I don’t see the advantage of tearing out perfectly good trim, shimming, etc, and then replacing trim that needs to be mitered and painted. Also, unless you’re repainting the entire room, good luck getting your fresh trim to match the existing paint.

-- Knowledge is not skill. Knowledge plus ten thousand times is skill. -- Shinichi Suzuki

View irish620's profile

irish620

51 posts in 2731 days


#14 posted 05-07-2018 08:35 PM

I am definitely not one to waste material and rip out things unnecessarily but I think I am going to go pre hung.. Got prices, on the same style door, this weekend from HD and my local Mom and Pop hardware store, both selling slab only for $150, prehung for $220. Lowes is selling same style solid core MDF door pre hung with only 2 hinges for $150. So, I could get the all machine prep work and hinge costs done on the doors for the same price as a slab door. Sound true good to believe? They are Reliabilt doors by ABS.

Would like there to be a 3rd hinge on the Lowes door and cant find out if the jams are wood or MDF but otherwise it seems like a good deal.
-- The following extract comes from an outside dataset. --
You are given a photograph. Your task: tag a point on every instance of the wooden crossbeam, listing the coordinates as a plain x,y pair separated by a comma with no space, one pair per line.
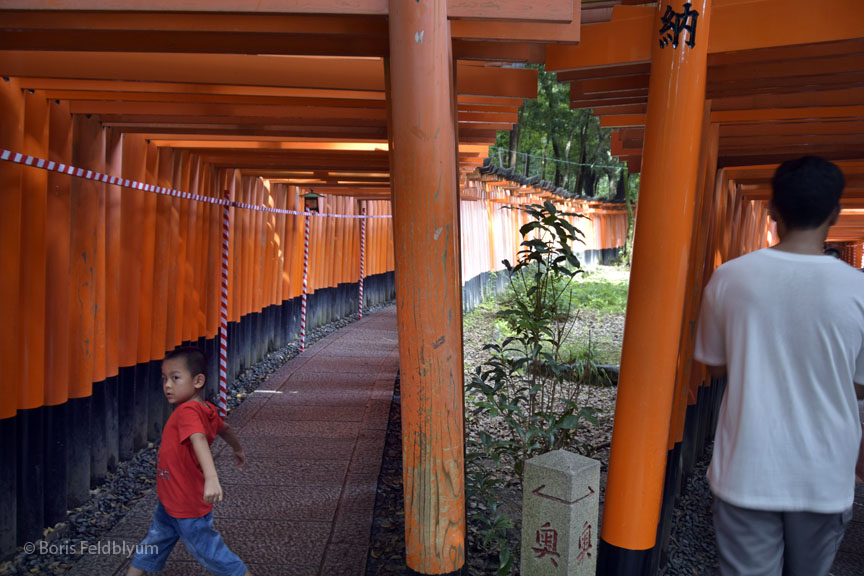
735,26
364,74
538,10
Without buying all 3, who knows how different a solid core MDF door could be.

Is there a rule of thumb that the pre hung doors should be installed 48 hrs after delivery? I won’t have any help on this project and it make take me 1 or 2 weeks to get them all installed.
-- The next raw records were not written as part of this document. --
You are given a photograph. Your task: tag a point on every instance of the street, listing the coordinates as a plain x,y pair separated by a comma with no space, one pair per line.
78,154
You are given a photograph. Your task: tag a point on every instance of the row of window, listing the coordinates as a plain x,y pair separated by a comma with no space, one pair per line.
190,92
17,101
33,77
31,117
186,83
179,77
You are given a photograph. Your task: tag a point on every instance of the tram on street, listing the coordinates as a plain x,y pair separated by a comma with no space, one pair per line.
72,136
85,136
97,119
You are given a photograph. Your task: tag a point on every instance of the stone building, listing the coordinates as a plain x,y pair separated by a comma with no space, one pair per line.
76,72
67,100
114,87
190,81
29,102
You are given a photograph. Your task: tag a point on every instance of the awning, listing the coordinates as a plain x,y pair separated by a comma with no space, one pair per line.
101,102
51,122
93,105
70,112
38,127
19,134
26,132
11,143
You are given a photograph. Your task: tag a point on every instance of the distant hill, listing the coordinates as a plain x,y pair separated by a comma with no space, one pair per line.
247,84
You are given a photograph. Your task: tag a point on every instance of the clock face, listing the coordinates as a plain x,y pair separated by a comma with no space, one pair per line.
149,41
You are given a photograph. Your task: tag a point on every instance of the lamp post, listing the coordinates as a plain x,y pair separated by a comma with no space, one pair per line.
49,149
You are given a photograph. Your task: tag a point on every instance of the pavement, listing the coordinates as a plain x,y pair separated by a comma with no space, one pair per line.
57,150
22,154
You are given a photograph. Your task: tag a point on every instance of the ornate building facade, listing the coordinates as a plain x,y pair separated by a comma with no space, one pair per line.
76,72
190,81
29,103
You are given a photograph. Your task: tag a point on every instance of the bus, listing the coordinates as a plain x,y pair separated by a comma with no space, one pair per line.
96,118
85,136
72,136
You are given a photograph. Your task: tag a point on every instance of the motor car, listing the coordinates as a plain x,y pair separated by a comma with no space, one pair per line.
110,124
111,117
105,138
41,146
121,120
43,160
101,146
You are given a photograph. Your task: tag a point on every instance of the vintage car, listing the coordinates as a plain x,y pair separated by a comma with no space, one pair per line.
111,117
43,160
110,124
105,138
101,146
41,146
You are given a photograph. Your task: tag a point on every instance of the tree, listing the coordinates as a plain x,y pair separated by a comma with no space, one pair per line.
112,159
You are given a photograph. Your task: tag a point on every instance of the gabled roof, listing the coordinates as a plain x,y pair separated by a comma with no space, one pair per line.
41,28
Thoughts on this gentlemen?

View Jim Jakosh's profile

Jim Jakosh

22913 posts in 3528 days


#15 posted 05-08-2018 02:07 AM

I have put in both and if the jamb is okay and the trim, I would always hang a slab.I cut the door to fit with the clearances I want, shim it up in the opening and then scribe the hinge locations to the door and I have made a door hinge fixture for my router base that cuts perfect 3 1/2” hinge mortises. You have to transfer the lock hole but that is pretty simple, too, and you can make a perfect alignment if the house settled a bit

Cheers, Jim

-- Jim Jakosh.....Practical Wood Products...........Learn something new every day!! Variety is the Spice of Life!!